Certainly! I was mostly trying to reword what you had to keep the same intent but not make it sound like the basis for the pragmas is "we think these other pragmas, which do work, were not good enough" because that's not very technically compelling.

================
Comment at: clang/docs/SafeBuffers.rst:213
+
+The attribute is NOT warranted when the function has runtime protection against
+overflows, assuming hardened libc++, assuming that containers constructed
----------------
jkorous wrote:
> aaron.ballman wrote:
> > One thing I think is worth pointing out about these docs is that the first example effectively says "do add the attribute because the size passed in to the function could be wrong" and the second example says "don't add the attribute on the assumption that the container has the correct size information". The advice feels a bit conflicting to me because in one case we're assuming callers pass in incorrect values and in the other case we're assuming callers pass in correct values and the only distinction between them is a "container was used".  But a significant portion of our users don't use libc++ (they use libstdc++ or MS STL for example).
> > 
> > I think we should have more details on why the STL used at runtime doesn't matter, or if it still really does matter, we may want to reconsider the advice we give.
> > 
> > Also, we don't give similar advice for use of the pragmas. Should we? (Maybe split the advice as to when to use markings in general out into its own section and reference it from both the pragma and attribute sections?)
> > One thing I think is worth pointing out about these docs is that the first example effectively says "do add the attribute because the size passed in to the function could be wrong" and the second example says "don't add the attribute on the assumption that the container has the correct size information". The advice feels a bit conflicting to me because in one case we're assuming callers pass in incorrect values and in the other case we're assuming callers pass in correct values and the only distinction between them is a "container was used". But a significant portion of our users don't use libc++ (they use libstdc++ or MS STL for example).
> 
> Our model depends on Standard Library used implementing the bounds checks.
> With that the "container was used" distinction is absolutely crucial - that is what adds the bounds checks and already mitigates certain classes of bugs (even if the `span` passed in still has the same wrong size).
> 
> Let's assume we're starting with this buggy code:
> 
> ```
> void caller() {
>   int buffer[10];
>   callee(buffer, 20);
> }
> 
> void callee(int* ptr, unsigned size) {
>   ptr[size-1] = 42;
>   ptr[size] = 42;
>   ptr[100] = 42;
> }
> ```
> and transform it to (this is just a part of what we actually plan but hopefully illustrates the point):
> ```
> void caller() {
>   int buffer[10];
>   callee(std::span<int>(buffer, 20), 20);
> }
> 
> void callee(std::span<int> ptr, unsigned size) {
>   ptr[size-1] = 42; // still unmitigated
>   ptr[size] = 42; // mitigated at runtime by std::span::operator[]() in hardened libc++
>   ptr[100] = 42; // mitigated at runtime by std::span::operator[]() in hardened libc++
> }
> ```
> Our model depends on Standard Library used implementing the bounds checks.
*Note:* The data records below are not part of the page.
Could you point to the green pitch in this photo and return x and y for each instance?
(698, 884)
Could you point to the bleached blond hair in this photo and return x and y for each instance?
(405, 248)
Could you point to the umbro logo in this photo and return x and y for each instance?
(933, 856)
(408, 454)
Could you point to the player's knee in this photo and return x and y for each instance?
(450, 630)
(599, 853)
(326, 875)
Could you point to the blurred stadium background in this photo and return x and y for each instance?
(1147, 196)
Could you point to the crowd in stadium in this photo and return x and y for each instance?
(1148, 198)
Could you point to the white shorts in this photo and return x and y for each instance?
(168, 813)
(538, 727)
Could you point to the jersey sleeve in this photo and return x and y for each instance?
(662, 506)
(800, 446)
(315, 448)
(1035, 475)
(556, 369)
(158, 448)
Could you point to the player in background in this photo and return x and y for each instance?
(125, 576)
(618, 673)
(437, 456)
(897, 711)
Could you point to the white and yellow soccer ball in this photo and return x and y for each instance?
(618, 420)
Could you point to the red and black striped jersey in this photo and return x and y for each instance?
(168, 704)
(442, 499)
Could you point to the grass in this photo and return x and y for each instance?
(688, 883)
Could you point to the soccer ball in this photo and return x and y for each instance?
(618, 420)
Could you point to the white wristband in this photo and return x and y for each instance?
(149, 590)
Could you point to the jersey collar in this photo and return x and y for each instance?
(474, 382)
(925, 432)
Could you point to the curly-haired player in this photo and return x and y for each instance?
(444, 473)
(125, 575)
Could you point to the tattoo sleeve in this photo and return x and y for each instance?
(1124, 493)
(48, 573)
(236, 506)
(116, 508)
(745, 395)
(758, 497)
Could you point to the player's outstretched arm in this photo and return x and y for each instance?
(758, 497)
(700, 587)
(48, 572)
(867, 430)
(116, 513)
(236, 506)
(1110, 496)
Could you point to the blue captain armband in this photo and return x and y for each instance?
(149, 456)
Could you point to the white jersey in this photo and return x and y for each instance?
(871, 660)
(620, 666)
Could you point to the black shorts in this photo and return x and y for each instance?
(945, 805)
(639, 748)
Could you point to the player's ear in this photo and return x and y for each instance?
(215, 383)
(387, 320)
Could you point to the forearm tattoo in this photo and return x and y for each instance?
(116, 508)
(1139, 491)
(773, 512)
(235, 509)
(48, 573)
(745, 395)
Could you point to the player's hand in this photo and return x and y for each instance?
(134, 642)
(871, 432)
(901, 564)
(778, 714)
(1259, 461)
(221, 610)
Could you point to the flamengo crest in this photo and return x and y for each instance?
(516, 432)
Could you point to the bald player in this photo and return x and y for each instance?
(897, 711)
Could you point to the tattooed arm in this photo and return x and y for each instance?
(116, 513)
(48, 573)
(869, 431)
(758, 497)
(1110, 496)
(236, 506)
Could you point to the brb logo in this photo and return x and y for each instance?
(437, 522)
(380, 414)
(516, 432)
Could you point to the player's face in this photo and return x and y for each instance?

So will the model consider things like libstdc++ that don't implement the bounds checks? Or MSVC STL with Safe Library Support (https://learn.microsoft.com/en-us/cpp/standard-library/safe-libraries-cpp-standard-library?view=msvc-170) which seems to have some of the hardening you're talking about, but not all of it?

> ```
> void caller() {
>   int buffer[10];
>   callee(std::span<int>(buffer, 20), 20);
> }
> 
> void callee(std::span<int> ptr, unsigned size) {
>   ptr[size-1] = 42; // still unmitigated
>   ptr[size] = 42; // mitigated at runtime by std::span::operator[]() in hardened libc++
>   ptr[100] = 42; // mitigated at runtime by std::span::operator[]() in hardened libc++
> }
> ```

Understood; my point was that the comments in `callee()` are incorrect in other STL implementations. The model seems to presume all STLs are hardened (or will be in the relatively near future) but I don't think that's a valid presumption (for example, STLs exist which are focused solely on performance, like EASTL). So that makes me question whether the model *should* presume that container state is valid when it comes from an untrusted source.

================
Comment at: clang/docs/SafeBuffers.rst:260-263
+* The “replacement” parameter of ``[[deprecated]]``, which allows for automatic
+  fixits when the function has a drop-in replacement, becomes significantly more
+  powerful and flexible in ``[[unsafe_buffer_usage]]`` where it will allow
+  non-trivial automatic fixes.
----------------
jkorous wrote:
> aaron.ballman wrote:
> > The deprecated attribute does not have a replacement argument, it has an argument for some kind of message to be printed when the deprecated interface is used. So I'm not certain what this is telling me either.
> For better or worse the deprecated attribute is "overloaded" and this refers to the two-parameter version.
> 
> https://clang.llvm.org/docs/AttributeReference.html#deprecated
> 
> "When spelled as __attribute__((deprecated)), the deprecated attribute can have two optional string arguments. The first one is the message to display when emitting the warning; the second one enables the compiler to provide a Fix-It to replace the deprecated name with a new name."
> 
> Since it seems confusing even to you - maybe we should take this as a signal that our users would get just as confused and remove the reference to deprecated?
> WDYT?
Ohhhh! I see now! What confused me is that the docs spell it as `[[deprecated]]` which does *not* have an overload that takes two arguments. If we keep this part of the docs, you should probably change it to `__attribute__((deprecated))` and link to the attribute docs for it.

> Since it seems confusing even to you - maybe we should take this as a signal that our users would get just as confused and remove the reference to deprecated?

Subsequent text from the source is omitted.